Trespassing

Trespassing is the legal term that refers to the act of entering onto another person’s property without express consent or permission. A criminal trespassing charge will often only apply if there is intent, i.e., knowledge that the property is private before entering.

Trespassing a charge that can be associated with other criminal offenses, like harassment, stalking, or violation of a restraining order in domestic cases, burglary in theft cases. It can also be applied to electronic trespassing or hacking/computer crime.

Trespassing laws are also applied it cases of disorderly conduct, loitering and situations where homeless people are being harassed.

As you can see, these broadly applied statutes require legal experience to unpack and determine what is really going on in any particular criminal trespassing case.

Every state will have different laws and statutes pertaining to trespassing, but we will provide a general overview of the laws and penalties associated with those who are accused of trespassing on another’s property. You will find the best advice on how to address your specific situation by discussing it with an experienced criminal defense attorney in your state. They will be able to give you detailed, one-on-one advice about your best course of action to take care of the charges placed against you.

Trespassing Laws

The reason that you trespassed is important to the legal process in this case. If you trespassed with ‘intent,’ i.e., you knew that you were entering private property without permission; the penalties will be more severe. If you just wandered onto the property without knowing that you were on someone else’s land, your case may be dropped.

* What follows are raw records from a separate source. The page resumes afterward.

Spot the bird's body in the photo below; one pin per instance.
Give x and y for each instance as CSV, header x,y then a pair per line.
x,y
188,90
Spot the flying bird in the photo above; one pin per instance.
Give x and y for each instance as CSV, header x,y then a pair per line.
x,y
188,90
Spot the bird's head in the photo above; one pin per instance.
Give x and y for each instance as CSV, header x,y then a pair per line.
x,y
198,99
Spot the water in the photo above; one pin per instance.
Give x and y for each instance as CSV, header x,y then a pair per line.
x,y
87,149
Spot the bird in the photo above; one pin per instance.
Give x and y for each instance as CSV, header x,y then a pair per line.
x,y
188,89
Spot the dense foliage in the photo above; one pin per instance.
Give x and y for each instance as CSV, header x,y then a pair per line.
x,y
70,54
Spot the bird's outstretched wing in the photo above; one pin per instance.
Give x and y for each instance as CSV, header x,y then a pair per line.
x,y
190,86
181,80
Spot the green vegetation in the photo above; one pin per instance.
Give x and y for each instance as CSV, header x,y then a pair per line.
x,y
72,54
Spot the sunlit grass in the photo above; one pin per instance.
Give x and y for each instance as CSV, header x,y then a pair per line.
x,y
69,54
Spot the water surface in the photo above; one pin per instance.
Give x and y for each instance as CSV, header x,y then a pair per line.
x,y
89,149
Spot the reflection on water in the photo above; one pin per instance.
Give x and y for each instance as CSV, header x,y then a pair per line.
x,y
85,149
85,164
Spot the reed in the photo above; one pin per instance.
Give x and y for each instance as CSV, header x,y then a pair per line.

For you to understand that you were trespassing on private property, the land would have to have a fence or a ‘no trespassing’ sign posted. Without proper notification, you would have to actually damage the property to be charged with trespassing. Knowledge of the nature of the property is almost always the most important indicator in this type of case.

Hunting

If you are a hunter, you are not permitted to trespass on another’s property. However, some states will treat the situation differently if you were hunting when you trespassed on the property. Some states allow hunters to enter property that is not labeled with a fence, sign, or some other marker, and others may have a legal provision that allows hunters to trespass to save a wounded animal or hunting dog.

Trespass by Animals

If your livestock are found off of your property, you may be liable for damages that they cause. Most states have adopted laws that only require livestock owners to pay for damages made within a fenced in area.

Technology Trespassing

With the advent of the Internet, many different methods for trespassing into someone’s private life online have surfaced. This type of crime may also be punishable by law since the unlawful use of software or viruses to extract information is prohibited. Electronic trespassing laws are expanding into criminal statutes nationwide.

Penalties for Trespassing

Simple trespass is the act of entering property unlawfully without the intent to harm or damage individuals or the property. The penalty for this type of trespassing is usually a summons, and this type of sanction does not appear on your court record.

First Degree Trespassing is the act of trespassing with intent, knowing that he or she does not have permission to enter the property. Penalties for this crime usually will not exceed one year in jail and a fine.

Second Degree Trespassing is another form of trespassing that is accidental, and the fines are significantly less. If you are charged with second degree trespassing, you will typically be fined $1,000 or be sentenced to 6 months in jail.

Defending Yourself Against a Trespassing Charge

Regardless of whether you intentionally entered the property or you are being falsely accused of trespassing with intent, an attorney can help you understand the best actions that you can take to help reduce your sentence. Since the laws are complex, talking to a local defense attorney who knows how trespassing laws are prosecuted and applied in your state is the only way to know where you stand.